Usually I wake up early every morning or as my Grandmother always said…(early of a morning).. I just love the early morning time , it is my time… I always am reminded of that phrase in Psalms
The wings of the morning…. (don’t ask me the chapter and verse I just remember the phrase.) One thing I love about the early morning is the quiet, and I get to do anything I want to without considering anyone else, and knowing that it is a new day, never ever been used before… and it starts off with no mistakes in it.. of course it doesn’t take long for all that to change… For instance as soon as I open my bedroom door the cat (LUCKY) is standing there ready to beg for food… he is always hungry… and will not let me alone until I have given him one of everything available. Then he has to have full time attention by climbing all over me and wanting to be petted etc… then he wants out and then he wants in again, and so the day begins with not everything perfect… however if I stay in my room for a while I do get to enjoy the Wings of the Morning for a while…
This morning was a little different… I have been waking up at 4:00 every day for a long time now… and the first thing that pops into my head is… what day is it… and what do I have to do today…
Well this morning I woke up as usual and the first thought I had was, it’s July… and then horrors of horrors I thought…. What happened to Queen’s birthday..???? Oh no, I forgot it again this year… how could this happen to me two years in a row???? I forgot it last year too…What in the world???? The first thing I thought of is what excuse do I have?? What could be the reason for this?? And what can I blame it on… I quickly began to formulate my excuses and reasons and am still thinking on the blame thing….
Excuses
No. One…Since I don’t work anymore, I don’t keep up with the date…. I usually know the day of the week… but since I don’t write tickets all day long with the date on them..well I just don’t pay much attention to the actual date…of course I know whether it is the first of the month or the middle or the end usually…
No. Two… Since we pay the bills on line now… I don’t write checks with the date on them…
No. Three… Since I don’t belong to any clubs or such I don’t have to keep up with a certain date…
No. Four…. Since I moved the calendar clock that was right in my view, I don’t have any idea about the date…
No.
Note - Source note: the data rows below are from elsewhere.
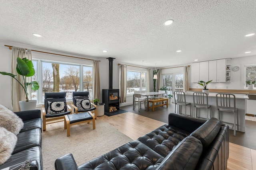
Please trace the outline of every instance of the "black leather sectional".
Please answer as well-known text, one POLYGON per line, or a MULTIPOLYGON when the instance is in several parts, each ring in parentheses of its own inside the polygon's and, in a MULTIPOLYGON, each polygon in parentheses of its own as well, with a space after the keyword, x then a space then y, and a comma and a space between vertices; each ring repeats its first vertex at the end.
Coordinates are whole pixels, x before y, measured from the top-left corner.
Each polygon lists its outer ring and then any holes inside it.
POLYGON ((16 169, 15 167, 28 160, 33 160, 30 169, 42 170, 41 111, 36 109, 15 113, 22 119, 24 126, 17 135, 18 141, 12 156, 0 165, 0 170, 7 167, 16 169))
POLYGON ((78 166, 72 154, 58 158, 66 170, 225 170, 228 158, 228 125, 169 115, 168 124, 78 166))

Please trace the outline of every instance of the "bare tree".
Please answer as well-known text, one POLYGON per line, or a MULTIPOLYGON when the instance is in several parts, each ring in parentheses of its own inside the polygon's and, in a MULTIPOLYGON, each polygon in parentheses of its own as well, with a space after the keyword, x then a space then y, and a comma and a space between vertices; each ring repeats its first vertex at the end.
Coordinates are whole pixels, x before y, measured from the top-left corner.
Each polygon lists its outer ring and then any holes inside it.
POLYGON ((79 68, 70 66, 68 68, 68 71, 65 72, 70 78, 71 84, 75 88, 75 91, 77 91, 79 86, 79 68))
POLYGON ((60 91, 60 64, 52 63, 53 76, 53 92, 60 91))
POLYGON ((42 74, 43 90, 45 92, 49 91, 53 80, 52 70, 48 68, 44 67, 42 74))
MULTIPOLYGON (((90 85, 92 84, 92 73, 91 70, 87 70, 85 72, 85 74, 84 74, 83 81, 87 82, 84 85, 86 86, 87 91, 89 91, 90 85)), ((84 86, 84 87, 84 87, 85 86, 84 86)))

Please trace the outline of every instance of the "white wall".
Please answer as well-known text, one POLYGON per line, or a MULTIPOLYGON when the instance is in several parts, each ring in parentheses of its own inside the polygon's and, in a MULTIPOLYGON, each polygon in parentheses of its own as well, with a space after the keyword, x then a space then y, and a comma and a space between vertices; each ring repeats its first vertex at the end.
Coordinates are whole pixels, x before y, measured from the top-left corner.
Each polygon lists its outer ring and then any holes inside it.
MULTIPOLYGON (((244 89, 244 85, 245 83, 245 74, 244 66, 256 64, 256 56, 250 56, 244 57, 236 58, 231 60, 230 66, 231 70, 231 82, 228 83, 211 82, 207 85, 207 88, 210 89, 244 89), (240 69, 238 71, 232 70, 234 66, 239 66, 240 69)), ((191 68, 190 68, 191 71, 191 68)), ((191 80, 191 75, 190 77, 191 80)), ((190 88, 202 88, 202 87, 196 83, 192 83, 190 80, 190 88)))

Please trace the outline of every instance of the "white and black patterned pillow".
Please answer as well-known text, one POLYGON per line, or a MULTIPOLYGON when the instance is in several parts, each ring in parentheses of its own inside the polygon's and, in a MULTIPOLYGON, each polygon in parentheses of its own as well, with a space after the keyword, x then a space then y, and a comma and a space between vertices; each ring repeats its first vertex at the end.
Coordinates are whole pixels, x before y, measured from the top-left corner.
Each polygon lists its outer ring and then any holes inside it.
POLYGON ((47 114, 49 115, 60 114, 65 112, 65 109, 66 107, 66 102, 48 101, 48 104, 47 114))
POLYGON ((91 108, 91 104, 89 99, 76 99, 76 103, 78 110, 85 110, 91 108))

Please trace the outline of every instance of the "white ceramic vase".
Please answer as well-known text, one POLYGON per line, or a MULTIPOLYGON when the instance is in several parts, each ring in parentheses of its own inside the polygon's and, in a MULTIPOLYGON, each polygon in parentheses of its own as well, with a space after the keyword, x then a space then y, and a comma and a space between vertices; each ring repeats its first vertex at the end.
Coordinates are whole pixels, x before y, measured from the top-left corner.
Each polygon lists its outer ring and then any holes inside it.
POLYGON ((26 100, 19 102, 20 108, 21 111, 34 110, 36 107, 36 100, 29 100, 26 102, 26 100))
POLYGON ((203 89, 202 92, 209 95, 209 89, 203 89))
POLYGON ((248 84, 248 89, 253 89, 254 88, 254 84, 248 84))

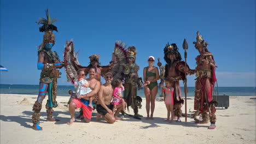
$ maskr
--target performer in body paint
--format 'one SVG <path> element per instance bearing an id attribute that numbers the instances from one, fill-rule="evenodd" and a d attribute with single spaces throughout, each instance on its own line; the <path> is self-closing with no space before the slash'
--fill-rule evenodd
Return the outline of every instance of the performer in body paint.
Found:
<path id="1" fill-rule="evenodd" d="M 214 83 L 217 81 L 215 75 L 215 64 L 213 55 L 208 51 L 208 44 L 203 39 L 202 36 L 197 33 L 196 41 L 194 42 L 195 47 L 200 53 L 196 58 L 197 66 L 195 70 L 188 73 L 190 74 L 196 74 L 196 83 L 194 100 L 194 109 L 196 110 L 194 117 L 196 123 L 207 123 L 210 121 L 210 129 L 215 129 L 216 125 L 216 106 L 217 102 L 213 100 L 212 91 Z M 202 116 L 202 120 L 199 116 Z"/>
<path id="2" fill-rule="evenodd" d="M 176 44 L 167 44 L 164 49 L 164 59 L 167 64 L 165 65 L 165 79 L 170 81 L 174 87 L 173 112 L 177 117 L 176 122 L 181 122 L 182 111 L 181 107 L 184 104 L 182 99 L 179 80 L 185 80 L 185 74 L 190 70 L 188 64 L 182 61 L 181 54 Z"/>
<path id="3" fill-rule="evenodd" d="M 41 130 L 42 128 L 39 126 L 40 111 L 42 109 L 42 103 L 46 93 L 48 93 L 48 100 L 45 105 L 47 112 L 46 121 L 58 121 L 59 120 L 53 118 L 54 110 L 53 107 L 57 106 L 56 98 L 57 95 L 57 79 L 61 74 L 56 69 L 60 69 L 64 66 L 63 62 L 60 62 L 60 59 L 55 51 L 52 51 L 51 49 L 55 44 L 55 38 L 54 31 L 57 31 L 57 27 L 53 25 L 56 19 L 51 19 L 48 13 L 46 11 L 47 19 L 41 18 L 38 24 L 43 25 L 39 28 L 39 31 L 45 32 L 43 43 L 38 49 L 38 61 L 37 69 L 41 70 L 39 83 L 39 92 L 37 100 L 33 106 L 34 113 L 32 115 L 33 129 Z"/>
<path id="4" fill-rule="evenodd" d="M 137 87 L 139 89 L 142 85 L 142 80 L 139 77 L 138 71 L 139 67 L 135 63 L 137 55 L 136 48 L 135 46 L 130 46 L 126 50 L 127 63 L 123 65 L 123 75 L 125 83 L 124 87 L 124 99 L 127 103 L 127 110 L 131 106 L 133 109 L 133 117 L 136 119 L 141 119 L 139 117 L 142 116 L 138 114 L 138 109 L 141 109 L 142 99 L 137 95 Z M 121 117 L 124 117 L 124 112 L 122 112 Z"/>

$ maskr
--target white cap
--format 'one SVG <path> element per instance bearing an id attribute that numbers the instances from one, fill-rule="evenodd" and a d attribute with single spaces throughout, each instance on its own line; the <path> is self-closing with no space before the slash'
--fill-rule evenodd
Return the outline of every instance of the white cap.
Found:
<path id="1" fill-rule="evenodd" d="M 152 58 L 152 59 L 153 59 L 154 61 L 155 61 L 155 58 L 154 58 L 153 56 L 152 56 L 148 57 L 148 60 L 149 59 L 149 58 Z"/>

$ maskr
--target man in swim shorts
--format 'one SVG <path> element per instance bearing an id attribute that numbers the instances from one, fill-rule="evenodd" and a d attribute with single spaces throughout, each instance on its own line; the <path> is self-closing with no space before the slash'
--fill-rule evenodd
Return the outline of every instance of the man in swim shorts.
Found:
<path id="1" fill-rule="evenodd" d="M 113 105 L 111 104 L 113 91 L 114 87 L 111 85 L 113 81 L 113 75 L 108 72 L 105 75 L 106 83 L 101 86 L 100 92 L 98 93 L 98 99 L 97 102 L 97 116 L 96 120 L 100 121 L 101 116 L 109 123 L 113 123 L 115 120 L 120 120 L 118 117 L 118 113 L 123 109 L 122 104 L 120 104 L 117 106 L 117 111 L 114 115 L 112 112 Z"/>
<path id="2" fill-rule="evenodd" d="M 74 121 L 74 114 L 76 109 L 82 107 L 83 111 L 84 119 L 85 122 L 89 123 L 91 121 L 91 114 L 93 107 L 89 106 L 89 98 L 94 97 L 100 91 L 101 83 L 95 79 L 95 76 L 96 74 L 96 68 L 91 67 L 89 71 L 89 78 L 86 79 L 89 83 L 89 87 L 92 91 L 85 95 L 81 95 L 79 99 L 75 98 L 72 100 L 69 104 L 69 112 L 71 119 L 68 124 L 72 124 Z"/>

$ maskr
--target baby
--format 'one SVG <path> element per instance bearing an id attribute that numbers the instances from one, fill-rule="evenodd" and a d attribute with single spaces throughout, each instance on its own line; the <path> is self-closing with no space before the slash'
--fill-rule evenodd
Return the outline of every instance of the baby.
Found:
<path id="1" fill-rule="evenodd" d="M 82 69 L 79 69 L 77 71 L 78 75 L 78 80 L 74 82 L 74 88 L 77 98 L 79 99 L 81 95 L 84 95 L 91 92 L 91 89 L 89 87 L 88 82 L 84 79 L 85 75 L 84 71 Z M 92 97 L 90 97 L 88 99 L 89 100 L 89 106 L 91 108 L 93 107 L 92 101 Z"/>

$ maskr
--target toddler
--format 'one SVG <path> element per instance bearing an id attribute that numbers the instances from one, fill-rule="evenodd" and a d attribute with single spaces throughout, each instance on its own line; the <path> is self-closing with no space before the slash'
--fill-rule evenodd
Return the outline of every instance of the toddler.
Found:
<path id="1" fill-rule="evenodd" d="M 171 119 L 170 121 L 170 123 L 172 122 L 173 120 L 174 113 L 173 113 L 173 83 L 170 81 L 165 81 L 166 86 L 164 86 L 162 83 L 161 86 L 163 88 L 164 92 L 164 100 L 165 106 L 167 110 L 167 118 L 166 121 L 170 121 L 170 114 L 171 114 Z"/>
<path id="2" fill-rule="evenodd" d="M 123 110 L 125 112 L 125 102 L 123 98 L 120 97 L 122 95 L 122 91 L 124 90 L 124 87 L 122 85 L 120 80 L 115 80 L 114 82 L 115 89 L 113 92 L 113 113 L 114 113 L 115 110 L 117 109 L 117 105 L 121 103 L 123 105 Z"/>

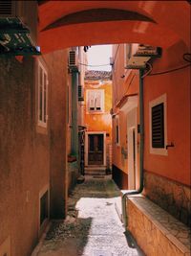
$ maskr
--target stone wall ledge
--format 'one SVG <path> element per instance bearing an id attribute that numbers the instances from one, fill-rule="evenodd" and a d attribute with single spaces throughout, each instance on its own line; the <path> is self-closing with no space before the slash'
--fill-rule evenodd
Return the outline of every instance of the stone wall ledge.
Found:
<path id="1" fill-rule="evenodd" d="M 142 244 L 139 245 L 146 255 L 161 254 L 161 246 L 168 248 L 168 251 L 164 250 L 165 255 L 190 255 L 188 226 L 141 195 L 130 196 L 127 207 L 128 228 L 138 244 Z"/>

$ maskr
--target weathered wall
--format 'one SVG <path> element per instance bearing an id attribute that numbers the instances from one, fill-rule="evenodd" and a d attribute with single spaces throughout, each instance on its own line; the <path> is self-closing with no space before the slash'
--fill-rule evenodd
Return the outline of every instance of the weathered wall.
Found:
<path id="1" fill-rule="evenodd" d="M 85 103 L 86 107 L 84 109 L 84 123 L 87 126 L 88 131 L 107 131 L 110 134 L 110 139 L 112 138 L 112 118 L 110 114 L 110 109 L 112 108 L 112 82 L 103 81 L 99 84 L 99 81 L 85 81 Z M 104 90 L 104 112 L 103 113 L 89 113 L 87 108 L 86 91 L 88 89 L 103 89 Z"/>
<path id="2" fill-rule="evenodd" d="M 40 235 L 40 193 L 50 186 L 51 217 L 67 207 L 67 50 L 42 56 L 49 77 L 48 128 L 37 126 L 35 58 L 0 61 L 0 246 L 30 255 Z M 60 75 L 61 74 L 61 75 Z"/>
<path id="3" fill-rule="evenodd" d="M 138 95 L 139 76 L 135 70 L 127 70 L 124 45 L 113 47 L 115 63 L 113 66 L 113 172 L 114 179 L 121 189 L 128 188 L 128 144 L 127 144 L 127 111 L 121 106 L 128 103 L 127 95 Z M 120 104 L 121 102 L 121 104 Z M 116 140 L 117 117 L 119 122 L 119 143 Z M 124 152 L 127 154 L 125 155 Z M 117 175 L 118 173 L 118 175 Z M 124 180 L 123 180 L 124 179 Z"/>
<path id="4" fill-rule="evenodd" d="M 68 51 L 44 56 L 51 72 L 50 136 L 51 136 L 51 217 L 64 218 L 68 198 L 67 174 L 67 80 Z M 61 74 L 61 76 L 60 76 Z"/>
<path id="5" fill-rule="evenodd" d="M 154 63 L 153 73 L 185 65 L 181 43 L 163 52 Z M 177 58 L 180 56 L 180 58 Z M 144 81 L 145 156 L 144 169 L 178 182 L 190 185 L 190 67 L 172 73 L 146 77 Z M 149 102 L 166 93 L 168 155 L 149 151 Z"/>
<path id="6" fill-rule="evenodd" d="M 38 239 L 39 192 L 49 183 L 49 135 L 36 132 L 34 58 L 0 61 L 0 244 L 30 255 Z"/>
<path id="7" fill-rule="evenodd" d="M 188 186 L 144 172 L 143 194 L 186 225 L 191 225 L 191 191 Z"/>
<path id="8" fill-rule="evenodd" d="M 112 145 L 112 117 L 110 110 L 112 108 L 112 82 L 111 81 L 85 81 L 84 96 L 84 124 L 87 127 L 87 131 L 103 131 L 106 132 L 106 167 L 110 168 L 110 148 Z M 94 113 L 88 111 L 87 90 L 102 89 L 104 90 L 104 111 L 102 113 Z"/>

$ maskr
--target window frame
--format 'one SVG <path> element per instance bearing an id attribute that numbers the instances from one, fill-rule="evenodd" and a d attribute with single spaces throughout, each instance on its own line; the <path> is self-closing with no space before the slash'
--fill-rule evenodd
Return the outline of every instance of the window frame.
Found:
<path id="1" fill-rule="evenodd" d="M 41 77 L 40 77 L 41 74 L 42 74 L 42 81 L 41 81 Z M 48 79 L 47 69 L 40 59 L 37 60 L 37 81 L 36 81 L 36 82 L 37 82 L 37 101 L 36 101 L 37 102 L 37 106 L 36 106 L 37 126 L 44 128 L 47 128 L 47 127 L 48 127 L 49 79 Z M 46 85 L 46 87 L 45 87 L 45 85 Z M 41 88 L 42 88 L 42 105 L 41 105 L 41 96 L 40 96 Z M 45 111 L 46 111 L 46 114 L 45 114 Z M 42 115 L 42 119 L 40 118 L 40 114 Z"/>
<path id="2" fill-rule="evenodd" d="M 118 128 L 117 130 L 117 128 Z M 115 134 L 116 134 L 116 144 L 117 146 L 120 146 L 120 122 L 119 122 L 119 116 L 116 116 Z"/>
<path id="3" fill-rule="evenodd" d="M 97 93 L 97 92 L 100 92 L 100 109 L 90 109 L 90 104 L 89 104 L 89 94 L 90 93 Z M 104 90 L 103 89 L 88 89 L 86 91 L 86 99 L 87 99 L 87 113 L 103 113 L 104 112 L 104 104 L 105 104 L 105 101 L 104 101 Z"/>
<path id="4" fill-rule="evenodd" d="M 152 108 L 157 106 L 160 104 L 163 104 L 163 138 L 164 138 L 164 145 L 163 148 L 153 148 L 153 134 L 152 134 Z M 150 124 L 150 153 L 152 154 L 159 154 L 159 155 L 168 155 L 168 151 L 166 150 L 167 145 L 167 96 L 166 94 L 162 94 L 161 96 L 158 97 L 157 99 L 151 101 L 149 103 L 149 124 Z"/>

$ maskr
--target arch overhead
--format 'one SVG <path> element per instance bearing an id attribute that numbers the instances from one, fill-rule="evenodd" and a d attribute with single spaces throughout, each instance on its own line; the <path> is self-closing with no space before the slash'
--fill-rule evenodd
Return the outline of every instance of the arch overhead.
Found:
<path id="1" fill-rule="evenodd" d="M 182 1 L 42 1 L 43 53 L 70 46 L 139 42 L 190 47 L 190 5 Z M 180 22 L 181 20 L 181 22 Z"/>

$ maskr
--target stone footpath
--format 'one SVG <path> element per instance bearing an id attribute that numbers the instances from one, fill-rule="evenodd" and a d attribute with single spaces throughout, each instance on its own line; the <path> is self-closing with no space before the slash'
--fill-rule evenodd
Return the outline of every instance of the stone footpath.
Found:
<path id="1" fill-rule="evenodd" d="M 112 179 L 86 178 L 70 195 L 65 221 L 53 221 L 32 256 L 143 255 L 115 210 L 119 190 Z"/>

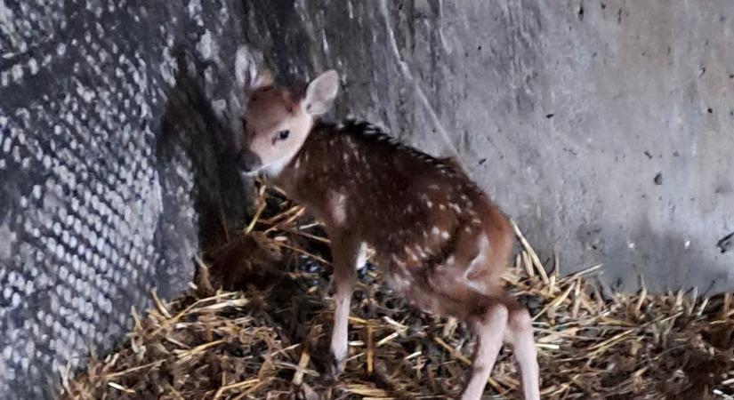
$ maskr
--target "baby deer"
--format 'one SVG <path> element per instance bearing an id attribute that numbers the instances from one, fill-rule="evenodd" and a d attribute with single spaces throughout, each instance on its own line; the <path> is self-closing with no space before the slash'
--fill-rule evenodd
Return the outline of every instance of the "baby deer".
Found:
<path id="1" fill-rule="evenodd" d="M 367 123 L 319 121 L 336 96 L 335 71 L 297 88 L 273 86 L 269 76 L 251 87 L 240 162 L 303 204 L 331 239 L 335 372 L 346 362 L 356 271 L 370 249 L 411 304 L 462 318 L 478 335 L 461 398 L 481 396 L 503 342 L 514 348 L 525 398 L 540 398 L 530 316 L 500 279 L 514 239 L 504 215 L 452 162 Z"/>

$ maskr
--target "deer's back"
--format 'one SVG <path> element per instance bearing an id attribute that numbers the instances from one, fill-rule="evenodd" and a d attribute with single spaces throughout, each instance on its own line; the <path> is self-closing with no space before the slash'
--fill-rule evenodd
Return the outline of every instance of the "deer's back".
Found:
<path id="1" fill-rule="evenodd" d="M 451 257 L 465 268 L 459 261 L 477 258 L 486 242 L 493 267 L 476 277 L 494 282 L 509 258 L 506 218 L 462 171 L 372 125 L 317 125 L 288 168 L 286 192 L 327 229 L 367 243 L 391 272 L 430 270 Z"/>

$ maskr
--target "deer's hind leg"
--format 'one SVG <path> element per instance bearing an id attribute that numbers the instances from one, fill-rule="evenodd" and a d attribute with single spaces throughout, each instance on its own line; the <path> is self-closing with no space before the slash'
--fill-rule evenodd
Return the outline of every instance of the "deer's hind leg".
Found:
<path id="1" fill-rule="evenodd" d="M 359 257 L 359 245 L 346 236 L 335 236 L 332 240 L 332 259 L 334 265 L 334 329 L 331 335 L 331 365 L 329 372 L 333 377 L 338 376 L 346 365 L 349 356 L 349 314 L 351 306 L 351 294 L 357 278 L 357 262 Z"/>
<path id="2" fill-rule="evenodd" d="M 500 301 L 488 300 L 481 312 L 469 316 L 467 323 L 477 335 L 477 348 L 472 372 L 464 388 L 462 400 L 480 400 L 502 348 L 507 327 L 508 309 Z"/>
<path id="3" fill-rule="evenodd" d="M 530 313 L 512 299 L 506 299 L 504 304 L 509 311 L 504 342 L 513 348 L 525 400 L 539 400 L 540 372 Z"/>

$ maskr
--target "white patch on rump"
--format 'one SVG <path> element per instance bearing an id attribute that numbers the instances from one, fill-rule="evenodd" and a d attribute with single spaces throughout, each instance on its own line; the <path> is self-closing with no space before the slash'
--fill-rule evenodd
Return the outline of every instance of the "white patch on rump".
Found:
<path id="1" fill-rule="evenodd" d="M 469 264 L 469 268 L 466 268 L 466 271 L 464 273 L 464 278 L 466 279 L 467 283 L 470 284 L 472 283 L 472 279 L 469 278 L 469 276 L 476 272 L 478 269 L 483 268 L 487 266 L 487 260 L 489 258 L 489 252 L 491 249 L 489 248 L 489 239 L 487 237 L 487 235 L 482 235 L 479 238 L 479 248 L 480 252 L 474 257 L 474 260 Z"/>
<path id="2" fill-rule="evenodd" d="M 359 244 L 359 250 L 357 252 L 357 261 L 355 267 L 357 269 L 361 269 L 367 266 L 367 243 L 362 242 Z"/>
<path id="3" fill-rule="evenodd" d="M 343 193 L 334 192 L 331 196 L 331 216 L 336 225 L 342 226 L 347 220 L 347 196 Z"/>

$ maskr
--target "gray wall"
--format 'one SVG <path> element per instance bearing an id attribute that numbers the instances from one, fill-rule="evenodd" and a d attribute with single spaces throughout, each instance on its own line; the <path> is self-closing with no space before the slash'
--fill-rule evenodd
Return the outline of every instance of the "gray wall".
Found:
<path id="1" fill-rule="evenodd" d="M 284 82 L 336 68 L 332 116 L 459 154 L 564 271 L 734 288 L 732 19 L 725 0 L 0 0 L 0 396 L 52 398 L 241 223 L 242 42 Z"/>
<path id="2" fill-rule="evenodd" d="M 244 26 L 283 81 L 338 69 L 335 116 L 458 153 L 563 271 L 734 289 L 730 1 L 278 3 Z"/>
<path id="3" fill-rule="evenodd" d="M 53 398 L 237 226 L 241 13 L 0 0 L 0 398 Z"/>

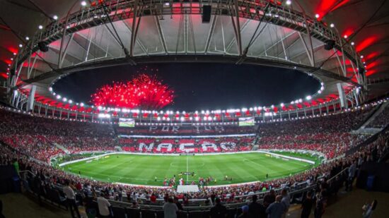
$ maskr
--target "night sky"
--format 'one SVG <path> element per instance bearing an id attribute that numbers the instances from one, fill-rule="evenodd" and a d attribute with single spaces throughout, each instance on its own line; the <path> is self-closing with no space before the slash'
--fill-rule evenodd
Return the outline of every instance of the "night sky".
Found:
<path id="1" fill-rule="evenodd" d="M 294 70 L 226 63 L 160 63 L 78 72 L 57 82 L 53 89 L 75 102 L 91 104 L 91 95 L 97 88 L 112 81 L 129 80 L 140 73 L 156 75 L 175 90 L 174 104 L 164 109 L 172 110 L 279 105 L 313 95 L 320 87 L 313 77 Z"/>

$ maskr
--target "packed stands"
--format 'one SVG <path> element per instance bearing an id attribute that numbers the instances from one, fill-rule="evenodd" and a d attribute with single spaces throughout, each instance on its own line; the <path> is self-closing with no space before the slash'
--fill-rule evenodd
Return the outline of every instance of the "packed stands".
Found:
<path id="1" fill-rule="evenodd" d="M 368 128 L 383 128 L 389 124 L 389 106 L 387 106 L 383 111 L 370 122 Z"/>
<path id="2" fill-rule="evenodd" d="M 147 123 L 144 123 L 147 124 Z M 161 124 L 161 123 L 158 123 Z M 116 126 L 118 135 L 207 135 L 255 133 L 257 126 L 238 126 L 238 125 L 168 125 L 139 126 L 135 128 Z"/>
<path id="3" fill-rule="evenodd" d="M 204 138 L 126 138 L 118 140 L 122 149 L 132 152 L 198 153 L 249 151 L 256 137 Z"/>
<path id="4" fill-rule="evenodd" d="M 260 149 L 307 150 L 323 153 L 327 159 L 344 154 L 365 136 L 350 133 L 363 121 L 362 110 L 327 116 L 261 123 Z"/>

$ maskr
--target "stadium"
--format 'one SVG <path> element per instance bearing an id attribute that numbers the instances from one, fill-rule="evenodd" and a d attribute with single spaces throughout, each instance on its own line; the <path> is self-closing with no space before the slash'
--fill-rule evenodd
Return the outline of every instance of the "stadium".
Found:
<path id="1" fill-rule="evenodd" d="M 388 1 L 1 4 L 0 217 L 388 217 Z"/>

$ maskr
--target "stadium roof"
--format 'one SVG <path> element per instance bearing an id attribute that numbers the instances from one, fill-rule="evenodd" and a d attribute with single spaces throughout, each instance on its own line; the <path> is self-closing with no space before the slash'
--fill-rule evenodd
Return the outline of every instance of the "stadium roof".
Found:
<path id="1" fill-rule="evenodd" d="M 0 8 L 0 77 L 15 73 L 22 92 L 36 85 L 37 99 L 52 105 L 59 102 L 49 88 L 62 76 L 117 64 L 202 61 L 297 68 L 325 84 L 313 99 L 318 102 L 336 97 L 339 82 L 347 92 L 368 83 L 357 78 L 363 65 L 368 79 L 387 82 L 387 1 L 87 1 L 83 6 L 81 1 L 6 1 Z M 212 16 L 204 23 L 202 6 L 210 4 Z M 324 49 L 328 40 L 335 40 L 338 52 Z M 40 42 L 49 44 L 47 52 L 39 51 Z M 370 93 L 388 92 L 382 84 L 369 85 Z"/>

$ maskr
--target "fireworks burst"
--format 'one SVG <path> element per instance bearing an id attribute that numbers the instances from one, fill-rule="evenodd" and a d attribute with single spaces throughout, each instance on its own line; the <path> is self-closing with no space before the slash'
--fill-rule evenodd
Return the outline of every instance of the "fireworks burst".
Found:
<path id="1" fill-rule="evenodd" d="M 173 103 L 174 91 L 156 75 L 141 74 L 127 83 L 105 85 L 91 95 L 95 106 L 159 109 Z"/>

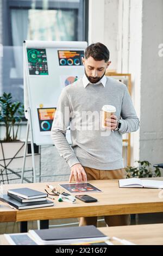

Five… The excuses are getting pretty slim and probably it’s time to think of some reasons…
Reasons….
No. One… I had to go across town to see a friend and have lunch with her…I had been putting this off for a very long time because I just hate getting on the interstate and driving across town for nearly an hour , fighting all that crazy traffic and getting in a slow down from a wreck and big ole trucks always getting in front of me.. so that I can’t see anything ahead.. all that kind of stuff just makes me a “nervous wreck”… (I will ramble here for just a moment and tell you a quick story about being a nervous wreck.)
One time years ago when my kids were little… I scraped the back fender on the station wagon when I was backing into a parking place and there was a short pole I didn’t see.. The kids and some of their friends were all in the car and they just started jumping all around (no seat belts or special little seats then) and yelling and wanting to know “what happened, what happened.” I yelled at them to sit down and be quiet because we had a “wreck”… Everyone got real quiet… and then the oldest and most literal one… said, Momma was that a regular wreck or a nervous wreck?? That was when I realized I was always telling them they were making me a nervous wreck…
So back to my reason… The trip across town was the day of the Queen’s birthday… and all the traffic and the visit with the friend and the lunch and the trip back where I had to go over Spaghetti junction
Which is the most fearsome junction that goes over (up high) all the interstate below… and my fear of heights and bridges and such kicks in… and then when safely home no thought entered my head about the date or anything else… Just Praise the Lord I made it back… (pretty good reason , sounds good to me anyway.)
No. Two.. I am getting older and much more forgetful… 73 … what can you expect..??
No. Three… I forgot to turn the page on the permanent birthday calendar that my mother had… I keep it hanging on the wall of the pantry and each month you flip the page over to the next month and then you see everyone’s birthday recorded … It was still on the Month of May… Guess I missed several other June b’days… oh well, I am going on 74…
So now I will place the blame .
I think it was George Bush’s fault… I’m not sure why, but WHY NOT… One more blame can’t matter much to him…
I have done the best I can to explain my lapse in consciousness… even I don’t understand it.. But one thing is for sure.. this day started out with one big mistake already in it.
So I wish to ask for another chance next year to do better… but I will be going on 75 by then so don’t be surprised if I have to apologize again next year.
I hope the Queen had a really great day and will have many, many more…
I used to be a good sister... try to remember the good ole days…
To the Queen from TWO … glad you are my sister and no one else could do it better.. I just think every girl should have a sister… but it needs to be a real good one like you…Happy late birthday to you..

Sorry …. TWO

1 comment:

  1. When Guitar Boy was 3, he once told me I was "getting on his nervous."